Regarding the US$6million purchased vehicles, the auditors pointed out the program did not start to develop transition plans for disposing of key assets .

“Without transition plans, the value remaining in the vehicles could be wasted, and the burial site could fall into disrepair, it observed.

According to the audit, Global Communities was awarded a 4-month grant for $758,864 on August 22, 2014, to implement the Assisting Liberians with Education to Reduce Transmissions Program. Four modifications extended the award through October 21, 2015, and increased the total amount to $32.1 million.

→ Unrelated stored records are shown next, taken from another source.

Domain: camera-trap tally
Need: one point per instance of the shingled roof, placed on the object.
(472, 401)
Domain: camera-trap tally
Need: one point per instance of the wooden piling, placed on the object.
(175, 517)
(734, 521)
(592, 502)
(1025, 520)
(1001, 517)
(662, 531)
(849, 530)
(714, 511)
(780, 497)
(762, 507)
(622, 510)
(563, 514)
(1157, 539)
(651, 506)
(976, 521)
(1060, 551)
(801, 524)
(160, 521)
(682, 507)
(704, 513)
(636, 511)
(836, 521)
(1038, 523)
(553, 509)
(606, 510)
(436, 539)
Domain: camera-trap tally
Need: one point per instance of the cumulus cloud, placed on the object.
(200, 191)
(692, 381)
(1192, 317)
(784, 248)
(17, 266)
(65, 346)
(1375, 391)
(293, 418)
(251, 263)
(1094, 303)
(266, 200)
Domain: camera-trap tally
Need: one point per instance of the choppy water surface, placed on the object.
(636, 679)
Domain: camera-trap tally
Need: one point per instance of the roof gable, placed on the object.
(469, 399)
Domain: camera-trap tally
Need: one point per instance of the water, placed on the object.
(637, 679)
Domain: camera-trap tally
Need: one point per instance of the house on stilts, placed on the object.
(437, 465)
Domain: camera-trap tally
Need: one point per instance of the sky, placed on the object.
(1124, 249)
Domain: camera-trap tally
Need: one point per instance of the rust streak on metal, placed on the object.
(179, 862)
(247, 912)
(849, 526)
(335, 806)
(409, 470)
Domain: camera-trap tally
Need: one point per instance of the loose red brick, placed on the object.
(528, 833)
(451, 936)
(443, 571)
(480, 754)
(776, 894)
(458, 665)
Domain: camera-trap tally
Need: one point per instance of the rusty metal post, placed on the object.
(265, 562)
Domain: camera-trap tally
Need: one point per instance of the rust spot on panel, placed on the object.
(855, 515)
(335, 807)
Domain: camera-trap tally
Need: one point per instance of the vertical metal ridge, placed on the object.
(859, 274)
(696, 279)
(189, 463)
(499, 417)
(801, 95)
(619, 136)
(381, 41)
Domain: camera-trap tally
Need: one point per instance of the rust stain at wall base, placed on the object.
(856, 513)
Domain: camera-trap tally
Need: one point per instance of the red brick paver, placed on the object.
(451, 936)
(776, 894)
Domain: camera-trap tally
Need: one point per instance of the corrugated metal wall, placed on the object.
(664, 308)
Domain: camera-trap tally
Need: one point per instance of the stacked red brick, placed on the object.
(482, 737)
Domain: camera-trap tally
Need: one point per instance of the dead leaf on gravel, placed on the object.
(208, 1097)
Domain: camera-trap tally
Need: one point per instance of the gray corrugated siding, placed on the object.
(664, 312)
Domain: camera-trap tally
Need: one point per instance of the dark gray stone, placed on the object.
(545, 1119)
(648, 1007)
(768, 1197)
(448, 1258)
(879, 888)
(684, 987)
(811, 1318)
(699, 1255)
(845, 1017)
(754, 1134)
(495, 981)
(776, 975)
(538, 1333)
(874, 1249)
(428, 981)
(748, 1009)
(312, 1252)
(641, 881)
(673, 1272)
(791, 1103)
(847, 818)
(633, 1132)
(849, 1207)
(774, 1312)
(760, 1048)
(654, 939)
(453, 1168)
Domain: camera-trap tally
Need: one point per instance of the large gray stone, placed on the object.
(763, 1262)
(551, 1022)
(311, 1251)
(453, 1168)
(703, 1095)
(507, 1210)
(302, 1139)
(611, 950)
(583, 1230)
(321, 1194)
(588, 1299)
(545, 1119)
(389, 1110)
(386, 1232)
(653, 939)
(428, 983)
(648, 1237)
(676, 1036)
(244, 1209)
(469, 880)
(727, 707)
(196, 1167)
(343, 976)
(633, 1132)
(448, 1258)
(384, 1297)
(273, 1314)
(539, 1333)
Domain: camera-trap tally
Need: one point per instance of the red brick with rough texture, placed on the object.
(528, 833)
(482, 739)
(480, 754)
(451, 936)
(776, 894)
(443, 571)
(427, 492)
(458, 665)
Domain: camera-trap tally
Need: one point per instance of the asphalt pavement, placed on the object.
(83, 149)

The objective of the program was to promote community preparedness for and responsiveness to exposure to Ebola in Liberia through community engagement focused on case management and social mobilization and communications. Additionally, the program conducted some contact-tracing4 activities, which spanned both case management and surveillance and epidemiology.

Thus, with respect to Global Communities’ response activities the validity the audit said “the way the implementer collected data reduced confidence in the reported results—for instance, on the indicator Average percentage of total burials completed with a 24-hour countywide response time. Global Communities staff used the date of death provided by the family of the deceased (say, 1:00 a.m. on September 6) and reported as completed within 24 hours any burials done by the following day (by 11:59 p.m. on September 7). Calculated in this way, the time could easily exceed 24 hours, extending to nearly 48 hours. Either using the number 48 in the wording of the indicator or not including burials completed more than 24 hours after death would have yielded results that are more precise.

“From discussions with both implementer and OFDA (Office of Foreign Disaster Assistance) staff, the audit team learned that adjusting this indicator could yield other valuable information. First, calculating performance from the time of the call requesting burial rather than the date of death would have captured burial team’s performance more precisely. Second, comparing the time of death to the time of the call for burial could provide indirect information on the effectiveness of social mobilization.”